Et, pour cela, le Pr Issa N’diaye fera remarquer qu’aujourd’hui, beaucoup de gens parlent au nom de la société civile. « Il y a même des professionnels de la société civile qui vivent de la société civile », a-t-il indiqué.

Et, face à un tel fléau, le Pr Issa N’diaye que de leur analyse, ils sont arrivés à la conclusion que toute tentative de soigner le Mali, notre pays, passe par la construction d’une nouvelle société civile. « Et, pour cela, nous avons convié certains à ces discussions exploratoires, pour réfléchir à la nécessité de mettre sur la place publique une nouvelle plateforme qui a pour objectif de faire émerger une nouvelle société civile », a-t-il déclarer.

Quels doivent être les fondements de cette nouvelle société civile ?

Selon le Pr Issa N’diaye, il est important que cette nouvelle société civile soit non partisane.
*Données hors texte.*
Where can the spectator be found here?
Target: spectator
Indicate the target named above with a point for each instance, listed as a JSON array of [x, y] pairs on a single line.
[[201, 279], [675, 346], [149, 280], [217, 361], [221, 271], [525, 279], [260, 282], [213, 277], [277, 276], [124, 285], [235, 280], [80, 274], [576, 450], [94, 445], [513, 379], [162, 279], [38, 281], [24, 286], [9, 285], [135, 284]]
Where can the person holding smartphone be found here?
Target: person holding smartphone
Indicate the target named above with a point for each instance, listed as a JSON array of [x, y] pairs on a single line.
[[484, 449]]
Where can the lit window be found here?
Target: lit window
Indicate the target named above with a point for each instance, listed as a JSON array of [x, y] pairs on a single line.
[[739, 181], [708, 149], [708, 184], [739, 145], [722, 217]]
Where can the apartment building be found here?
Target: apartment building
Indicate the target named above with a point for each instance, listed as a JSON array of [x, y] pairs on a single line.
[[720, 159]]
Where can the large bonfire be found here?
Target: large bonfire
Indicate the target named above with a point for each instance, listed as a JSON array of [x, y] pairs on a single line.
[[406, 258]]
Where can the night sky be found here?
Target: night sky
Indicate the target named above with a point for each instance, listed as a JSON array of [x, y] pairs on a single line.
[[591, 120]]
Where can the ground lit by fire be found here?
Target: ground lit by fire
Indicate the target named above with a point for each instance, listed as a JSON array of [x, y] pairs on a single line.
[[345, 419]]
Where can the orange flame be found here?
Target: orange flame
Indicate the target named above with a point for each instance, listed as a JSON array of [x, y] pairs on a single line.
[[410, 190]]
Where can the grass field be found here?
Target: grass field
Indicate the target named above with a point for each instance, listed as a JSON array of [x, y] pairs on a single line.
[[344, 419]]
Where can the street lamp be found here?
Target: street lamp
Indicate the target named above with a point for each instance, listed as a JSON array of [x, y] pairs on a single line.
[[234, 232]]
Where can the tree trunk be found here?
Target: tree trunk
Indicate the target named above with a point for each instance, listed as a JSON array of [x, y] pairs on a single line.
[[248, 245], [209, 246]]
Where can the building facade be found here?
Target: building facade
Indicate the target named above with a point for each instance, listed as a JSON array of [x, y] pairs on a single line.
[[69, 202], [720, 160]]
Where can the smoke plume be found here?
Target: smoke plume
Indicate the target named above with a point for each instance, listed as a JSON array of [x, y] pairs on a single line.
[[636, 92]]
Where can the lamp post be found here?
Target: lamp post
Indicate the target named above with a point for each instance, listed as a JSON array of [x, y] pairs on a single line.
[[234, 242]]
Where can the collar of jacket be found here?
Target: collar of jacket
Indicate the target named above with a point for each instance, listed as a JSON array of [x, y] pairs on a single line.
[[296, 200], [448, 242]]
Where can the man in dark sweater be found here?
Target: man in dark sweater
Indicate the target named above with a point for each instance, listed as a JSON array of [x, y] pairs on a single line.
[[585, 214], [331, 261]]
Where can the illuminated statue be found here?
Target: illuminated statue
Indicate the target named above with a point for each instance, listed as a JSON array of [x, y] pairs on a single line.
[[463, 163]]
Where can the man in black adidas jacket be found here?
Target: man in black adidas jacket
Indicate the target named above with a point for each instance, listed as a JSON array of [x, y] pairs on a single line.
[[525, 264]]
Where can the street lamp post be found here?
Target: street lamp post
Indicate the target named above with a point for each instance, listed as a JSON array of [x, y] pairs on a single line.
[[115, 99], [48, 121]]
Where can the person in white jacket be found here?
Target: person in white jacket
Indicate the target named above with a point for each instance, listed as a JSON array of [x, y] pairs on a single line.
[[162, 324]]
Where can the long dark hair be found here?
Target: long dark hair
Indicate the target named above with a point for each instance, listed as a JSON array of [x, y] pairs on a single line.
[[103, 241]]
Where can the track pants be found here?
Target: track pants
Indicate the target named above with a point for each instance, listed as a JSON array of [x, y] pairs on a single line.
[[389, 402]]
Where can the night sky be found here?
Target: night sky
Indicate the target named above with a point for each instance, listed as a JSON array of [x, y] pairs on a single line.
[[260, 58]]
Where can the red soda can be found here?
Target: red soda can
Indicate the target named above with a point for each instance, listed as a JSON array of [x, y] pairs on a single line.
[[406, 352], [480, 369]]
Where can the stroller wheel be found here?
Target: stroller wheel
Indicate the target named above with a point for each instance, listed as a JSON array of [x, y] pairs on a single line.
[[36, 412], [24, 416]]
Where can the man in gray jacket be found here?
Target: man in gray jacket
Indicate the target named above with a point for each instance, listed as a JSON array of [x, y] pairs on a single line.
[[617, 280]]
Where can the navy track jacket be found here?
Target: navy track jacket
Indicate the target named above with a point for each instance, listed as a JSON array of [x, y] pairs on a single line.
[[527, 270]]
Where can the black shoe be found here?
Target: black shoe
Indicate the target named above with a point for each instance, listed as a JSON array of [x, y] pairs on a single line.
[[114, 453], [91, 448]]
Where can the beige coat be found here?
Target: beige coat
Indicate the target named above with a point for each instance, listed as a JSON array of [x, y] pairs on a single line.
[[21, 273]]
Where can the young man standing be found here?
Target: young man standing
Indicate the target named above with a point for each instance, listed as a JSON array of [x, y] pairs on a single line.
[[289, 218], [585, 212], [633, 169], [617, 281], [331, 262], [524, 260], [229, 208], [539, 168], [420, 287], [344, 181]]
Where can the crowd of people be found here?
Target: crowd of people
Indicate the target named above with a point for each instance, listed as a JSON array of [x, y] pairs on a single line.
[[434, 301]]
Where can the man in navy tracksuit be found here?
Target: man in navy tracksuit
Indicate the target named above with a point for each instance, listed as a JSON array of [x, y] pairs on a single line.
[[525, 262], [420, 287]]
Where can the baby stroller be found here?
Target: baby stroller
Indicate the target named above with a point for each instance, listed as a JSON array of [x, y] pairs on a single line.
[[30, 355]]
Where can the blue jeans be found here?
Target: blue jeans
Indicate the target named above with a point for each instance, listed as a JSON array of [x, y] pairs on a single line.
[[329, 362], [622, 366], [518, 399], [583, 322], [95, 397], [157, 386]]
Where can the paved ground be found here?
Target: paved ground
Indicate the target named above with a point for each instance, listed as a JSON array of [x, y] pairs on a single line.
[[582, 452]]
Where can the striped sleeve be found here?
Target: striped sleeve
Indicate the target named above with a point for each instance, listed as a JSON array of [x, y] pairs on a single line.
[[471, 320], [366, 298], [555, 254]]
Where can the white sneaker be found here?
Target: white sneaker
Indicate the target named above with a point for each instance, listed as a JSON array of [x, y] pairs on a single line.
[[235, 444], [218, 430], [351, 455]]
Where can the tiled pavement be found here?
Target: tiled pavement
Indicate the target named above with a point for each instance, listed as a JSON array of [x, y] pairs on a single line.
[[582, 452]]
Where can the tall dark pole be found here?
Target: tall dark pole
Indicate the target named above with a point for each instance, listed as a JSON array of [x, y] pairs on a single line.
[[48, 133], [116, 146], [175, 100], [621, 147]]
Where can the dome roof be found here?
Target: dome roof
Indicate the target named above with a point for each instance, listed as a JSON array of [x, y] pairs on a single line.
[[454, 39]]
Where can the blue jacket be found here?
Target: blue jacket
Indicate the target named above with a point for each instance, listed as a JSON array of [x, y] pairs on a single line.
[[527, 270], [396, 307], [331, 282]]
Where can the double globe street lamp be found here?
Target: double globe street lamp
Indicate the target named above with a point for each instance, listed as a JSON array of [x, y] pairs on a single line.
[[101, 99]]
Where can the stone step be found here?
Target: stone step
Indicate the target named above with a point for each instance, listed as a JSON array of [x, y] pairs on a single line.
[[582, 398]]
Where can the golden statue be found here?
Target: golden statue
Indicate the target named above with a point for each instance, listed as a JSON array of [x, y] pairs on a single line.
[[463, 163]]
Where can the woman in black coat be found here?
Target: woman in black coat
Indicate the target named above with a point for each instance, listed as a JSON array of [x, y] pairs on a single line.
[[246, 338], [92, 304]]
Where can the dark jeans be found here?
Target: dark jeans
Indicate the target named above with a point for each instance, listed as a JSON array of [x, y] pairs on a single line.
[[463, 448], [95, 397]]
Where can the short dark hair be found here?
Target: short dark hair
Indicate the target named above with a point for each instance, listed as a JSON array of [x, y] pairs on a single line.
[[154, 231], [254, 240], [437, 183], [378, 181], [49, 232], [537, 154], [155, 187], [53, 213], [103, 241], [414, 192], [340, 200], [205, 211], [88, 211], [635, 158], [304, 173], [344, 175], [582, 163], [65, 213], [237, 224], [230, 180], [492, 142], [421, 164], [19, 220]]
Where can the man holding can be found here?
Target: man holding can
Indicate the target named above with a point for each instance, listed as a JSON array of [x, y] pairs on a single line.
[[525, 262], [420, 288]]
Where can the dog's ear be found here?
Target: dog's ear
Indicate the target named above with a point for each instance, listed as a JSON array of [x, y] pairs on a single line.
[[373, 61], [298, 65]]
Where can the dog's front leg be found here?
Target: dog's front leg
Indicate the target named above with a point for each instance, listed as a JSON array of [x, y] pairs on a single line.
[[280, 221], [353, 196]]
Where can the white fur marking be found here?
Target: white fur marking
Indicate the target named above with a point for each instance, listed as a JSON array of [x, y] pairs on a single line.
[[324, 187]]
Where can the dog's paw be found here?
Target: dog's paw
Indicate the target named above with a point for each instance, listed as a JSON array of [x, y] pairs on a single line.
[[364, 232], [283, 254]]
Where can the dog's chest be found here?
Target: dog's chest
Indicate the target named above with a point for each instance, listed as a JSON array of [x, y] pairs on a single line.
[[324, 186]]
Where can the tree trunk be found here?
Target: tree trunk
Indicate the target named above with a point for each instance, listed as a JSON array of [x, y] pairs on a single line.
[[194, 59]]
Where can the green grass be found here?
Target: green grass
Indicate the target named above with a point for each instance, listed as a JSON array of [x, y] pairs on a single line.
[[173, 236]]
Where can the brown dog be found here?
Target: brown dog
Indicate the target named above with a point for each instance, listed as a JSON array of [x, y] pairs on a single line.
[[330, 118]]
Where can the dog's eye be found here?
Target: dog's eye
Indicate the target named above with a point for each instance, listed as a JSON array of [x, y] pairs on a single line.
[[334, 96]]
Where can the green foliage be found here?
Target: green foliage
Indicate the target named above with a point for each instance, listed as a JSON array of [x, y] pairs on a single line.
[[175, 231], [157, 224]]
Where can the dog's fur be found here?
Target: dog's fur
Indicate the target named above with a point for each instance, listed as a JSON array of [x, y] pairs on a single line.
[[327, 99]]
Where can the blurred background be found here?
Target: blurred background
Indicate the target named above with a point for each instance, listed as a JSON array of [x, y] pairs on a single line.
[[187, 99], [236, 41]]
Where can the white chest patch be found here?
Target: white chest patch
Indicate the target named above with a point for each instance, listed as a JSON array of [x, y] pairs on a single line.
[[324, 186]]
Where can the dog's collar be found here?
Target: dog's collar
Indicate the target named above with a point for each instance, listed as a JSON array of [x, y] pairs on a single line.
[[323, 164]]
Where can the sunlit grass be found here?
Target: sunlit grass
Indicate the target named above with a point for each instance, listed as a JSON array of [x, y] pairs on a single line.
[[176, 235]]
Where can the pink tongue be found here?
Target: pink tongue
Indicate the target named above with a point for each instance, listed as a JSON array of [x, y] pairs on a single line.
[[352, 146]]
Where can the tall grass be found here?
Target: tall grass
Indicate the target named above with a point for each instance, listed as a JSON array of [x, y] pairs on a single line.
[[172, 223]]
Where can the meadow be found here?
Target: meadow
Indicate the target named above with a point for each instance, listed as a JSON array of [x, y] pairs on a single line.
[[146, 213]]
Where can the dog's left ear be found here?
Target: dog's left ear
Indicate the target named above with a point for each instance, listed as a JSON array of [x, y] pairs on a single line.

C’est-à-dire qu’elle ne soit ni affiliée à l’état, ni aux partis politiques. « Il faut qu’elle soit autonome. Elle doit être indépendante des pouvoirs publics et des partis politiques. Ceci est fondamental à notre avis en nous fondant sur plusieurs cas en Afrique », a-t-il insisté. Avant d’ajouter qu’elle doit avoir une autonomie de penser et surtout une autonomie d’action sur la base de l’endogèneité. Il a aussi mis un accent sur l’autonomie financière de cette nouvelle société civile. « Nous ne pouvons pas continuer à tendre la main aux pouvoirs publics ou ailleurs et surtout à des bailleurs de fonds étrangers et vouloir être indépendant et autonome », a-t-il estimé. Avant d’annoncer qu’ils vont chercher en leur sein, les moyens indispensables pour financer leurs actions.

Le Pr Issa N’diaye compte sur les opérateurs économiques maliens soucieux du devenir de leur pays et du climat des affaires du pays.

La stratégie de cette nouvelle société civile, selon le Pr Issa N’diaye, va consister à la création des espaces de dialogue citoyen dans les villages, les communes, les villes et au niveau national. « Dans ces espaces, les citoyens débattront de leurs préoccupations et proposeront des pistes de solutions », a-t-il annoncé. Le Pr Issa N’diaye est aujourd’hui convaincu qu’il va falloir utiliser l’arme de la mobilisation populaire pour faire changer les choses au Mali. « Cette bataille de la mobilisation populaire est essentielle et nous allons la faire en forgeant une nouvelle citoyenneté, en aidant chaque citoyen à avoir une conscience claire », a-t-il dit avec beaucoup de conviction.